When treating individuals with any of these drugs, the physician should make sure the patient knows that premature tapering or discontinuation of the medication may lead to the recurrence of pain, which will be more difficult to control.
Microvascular Decompression of the Nervus Intermedius and/or Geniculate Ganglion
Compression of the nervus intermedius and the geniculate ganglion by aberrant arteries can cause nervus intermedius neuralgia. Microvascular decompression of these neural structures in a manner analogous to the Janneta procedure may provide dramatic symptomatic relief.
Section of the Nervus Intermedius
This neurosurgical technique is the invasive treatment of choice for those patients with nervus intermedius neuralgia who have failed to respond to conservative pharmacological management and microvascular decompression procedures.
To perform this procedure, the nervus intermedius and geniculate ganglion are identified and isolated and the nervus intermedius is sectioned in two places.
Some surgeons also advocate extirpation of the geniculate ganglion. Section of the nervus intermedius alone provides excellent palliation of pain in 75% to 90% of cases.
The pain of nervus intermedius neuralgia is severe and can lead to suicide; therefore it must be considered a medical emergency, and strong consideration should be given to hospitalizing such patients.

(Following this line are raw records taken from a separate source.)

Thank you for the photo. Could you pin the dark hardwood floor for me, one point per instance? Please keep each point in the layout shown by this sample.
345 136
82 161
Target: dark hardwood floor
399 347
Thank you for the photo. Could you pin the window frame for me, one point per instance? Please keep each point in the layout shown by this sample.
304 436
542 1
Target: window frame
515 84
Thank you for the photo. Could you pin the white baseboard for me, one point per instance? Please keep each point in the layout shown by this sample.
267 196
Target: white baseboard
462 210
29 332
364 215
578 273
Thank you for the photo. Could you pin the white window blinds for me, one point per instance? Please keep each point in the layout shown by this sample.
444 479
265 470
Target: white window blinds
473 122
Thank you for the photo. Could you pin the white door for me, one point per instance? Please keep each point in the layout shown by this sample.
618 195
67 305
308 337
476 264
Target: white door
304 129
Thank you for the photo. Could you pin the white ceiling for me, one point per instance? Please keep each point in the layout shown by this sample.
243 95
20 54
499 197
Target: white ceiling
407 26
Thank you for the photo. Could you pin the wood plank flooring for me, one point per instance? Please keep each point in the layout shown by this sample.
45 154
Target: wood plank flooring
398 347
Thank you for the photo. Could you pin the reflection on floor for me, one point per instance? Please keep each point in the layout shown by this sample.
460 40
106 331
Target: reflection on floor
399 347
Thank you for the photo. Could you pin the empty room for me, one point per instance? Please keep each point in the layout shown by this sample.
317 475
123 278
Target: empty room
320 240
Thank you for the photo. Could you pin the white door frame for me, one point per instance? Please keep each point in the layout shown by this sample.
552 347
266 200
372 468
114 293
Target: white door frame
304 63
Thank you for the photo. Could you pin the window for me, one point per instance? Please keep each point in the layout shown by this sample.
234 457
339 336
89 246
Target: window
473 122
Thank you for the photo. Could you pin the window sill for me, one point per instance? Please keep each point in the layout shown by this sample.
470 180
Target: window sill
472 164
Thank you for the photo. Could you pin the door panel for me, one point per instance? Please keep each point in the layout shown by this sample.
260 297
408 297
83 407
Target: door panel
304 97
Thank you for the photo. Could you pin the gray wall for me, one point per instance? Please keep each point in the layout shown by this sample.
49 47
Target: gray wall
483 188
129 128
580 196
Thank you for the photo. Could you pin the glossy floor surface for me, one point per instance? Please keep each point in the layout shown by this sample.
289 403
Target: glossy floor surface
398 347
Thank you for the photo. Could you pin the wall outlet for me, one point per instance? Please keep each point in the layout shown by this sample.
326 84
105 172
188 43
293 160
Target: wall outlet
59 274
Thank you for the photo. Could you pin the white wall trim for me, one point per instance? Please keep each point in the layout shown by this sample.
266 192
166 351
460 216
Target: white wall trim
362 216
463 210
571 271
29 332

If a dull ache remains between the intense paroxysms of pain, the clinician should have a high index of suspicion that the nidus of the patient’s pain is persistent compression of the nerve by a structural lesion such as a brainstem tumor or schwannoma.

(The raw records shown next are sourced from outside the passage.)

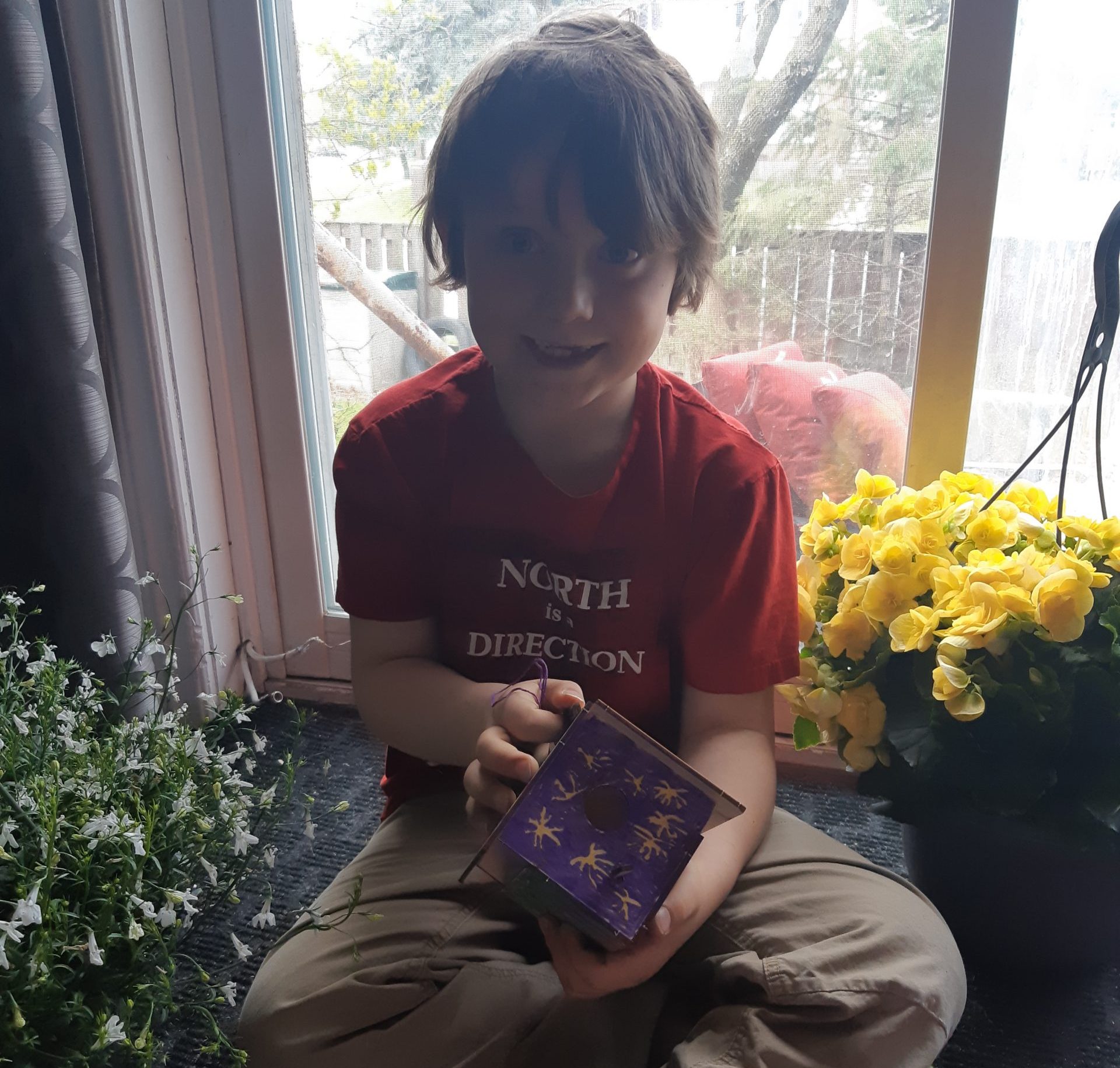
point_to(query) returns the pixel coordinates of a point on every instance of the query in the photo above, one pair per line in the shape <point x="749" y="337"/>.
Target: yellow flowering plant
<point x="960" y="652"/>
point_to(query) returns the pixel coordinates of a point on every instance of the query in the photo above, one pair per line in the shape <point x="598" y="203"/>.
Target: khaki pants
<point x="818" y="958"/>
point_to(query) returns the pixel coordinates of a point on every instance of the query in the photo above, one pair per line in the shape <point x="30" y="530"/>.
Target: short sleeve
<point x="740" y="609"/>
<point x="381" y="533"/>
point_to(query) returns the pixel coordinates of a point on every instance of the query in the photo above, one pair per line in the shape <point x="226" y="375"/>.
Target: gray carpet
<point x="1027" y="1025"/>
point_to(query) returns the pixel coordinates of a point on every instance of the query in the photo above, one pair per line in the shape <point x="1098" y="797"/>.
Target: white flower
<point x="265" y="918"/>
<point x="7" y="839"/>
<point x="27" y="910"/>
<point x="243" y="952"/>
<point x="136" y="836"/>
<point x="185" y="899"/>
<point x="147" y="909"/>
<point x="196" y="746"/>
<point x="104" y="648"/>
<point x="111" y="1031"/>
<point x="94" y="951"/>
<point x="101" y="826"/>
<point x="242" y="839"/>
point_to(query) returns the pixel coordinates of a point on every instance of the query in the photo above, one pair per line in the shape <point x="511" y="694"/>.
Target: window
<point x="1059" y="180"/>
<point x="809" y="334"/>
<point x="834" y="246"/>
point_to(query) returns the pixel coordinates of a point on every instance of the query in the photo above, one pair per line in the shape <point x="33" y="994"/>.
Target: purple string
<point x="542" y="678"/>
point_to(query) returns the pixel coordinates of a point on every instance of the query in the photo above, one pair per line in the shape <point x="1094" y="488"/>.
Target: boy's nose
<point x="570" y="296"/>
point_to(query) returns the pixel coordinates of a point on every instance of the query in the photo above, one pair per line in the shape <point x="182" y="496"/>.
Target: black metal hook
<point x="1102" y="332"/>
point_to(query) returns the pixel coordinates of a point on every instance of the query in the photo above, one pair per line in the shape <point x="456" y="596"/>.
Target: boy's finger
<point x="560" y="695"/>
<point x="488" y="790"/>
<point x="499" y="756"/>
<point x="526" y="720"/>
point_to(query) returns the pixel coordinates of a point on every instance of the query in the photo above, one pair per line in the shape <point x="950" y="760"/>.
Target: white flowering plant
<point x="121" y="819"/>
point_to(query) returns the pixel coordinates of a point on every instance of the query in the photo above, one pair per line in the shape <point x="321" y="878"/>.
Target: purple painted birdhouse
<point x="602" y="833"/>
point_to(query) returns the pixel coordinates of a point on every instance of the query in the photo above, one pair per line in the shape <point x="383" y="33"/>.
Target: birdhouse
<point x="602" y="833"/>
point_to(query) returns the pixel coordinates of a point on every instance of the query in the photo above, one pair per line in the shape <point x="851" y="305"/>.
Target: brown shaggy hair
<point x="629" y="117"/>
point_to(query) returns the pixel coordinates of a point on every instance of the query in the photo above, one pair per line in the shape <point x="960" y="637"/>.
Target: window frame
<point x="274" y="312"/>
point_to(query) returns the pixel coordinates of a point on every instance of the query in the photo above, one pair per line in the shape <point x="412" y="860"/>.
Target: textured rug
<point x="1032" y="1025"/>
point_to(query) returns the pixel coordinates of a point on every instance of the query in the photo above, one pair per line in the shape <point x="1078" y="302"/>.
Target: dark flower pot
<point x="1019" y="899"/>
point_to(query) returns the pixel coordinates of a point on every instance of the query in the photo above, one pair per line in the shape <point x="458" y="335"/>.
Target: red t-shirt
<point x="680" y="570"/>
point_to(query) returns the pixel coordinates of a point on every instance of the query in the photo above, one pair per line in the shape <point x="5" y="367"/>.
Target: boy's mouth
<point x="560" y="355"/>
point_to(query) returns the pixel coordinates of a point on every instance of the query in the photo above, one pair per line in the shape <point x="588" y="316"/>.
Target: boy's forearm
<point x="424" y="708"/>
<point x="742" y="763"/>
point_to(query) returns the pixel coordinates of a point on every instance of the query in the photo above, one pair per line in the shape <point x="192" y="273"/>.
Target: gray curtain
<point x="63" y="519"/>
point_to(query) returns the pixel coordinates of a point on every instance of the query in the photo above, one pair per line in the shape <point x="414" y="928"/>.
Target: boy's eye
<point x="620" y="254"/>
<point x="520" y="242"/>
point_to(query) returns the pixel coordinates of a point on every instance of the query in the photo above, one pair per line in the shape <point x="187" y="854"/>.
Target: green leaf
<point x="806" y="733"/>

Nervus intermedius neuralgia is an uncommon cause of otalgia. Because of the potential for disastrous clinical outcome should a more common cause of otic pain be overlooked (e.g., tumor or the temporal bone, brainstem, or nasopharynx), the diagnosis of nervus intermedius neuralgia must by necessity be one of exclusion.
Because of the severity of the pain associated with this syndrome, aggressive pharmacological management in an inpatient setting may be required. Surgical treatment consisting of the sectioning of the nervus intermedius is often the patient’s best option for complete and long-lasting pain relief.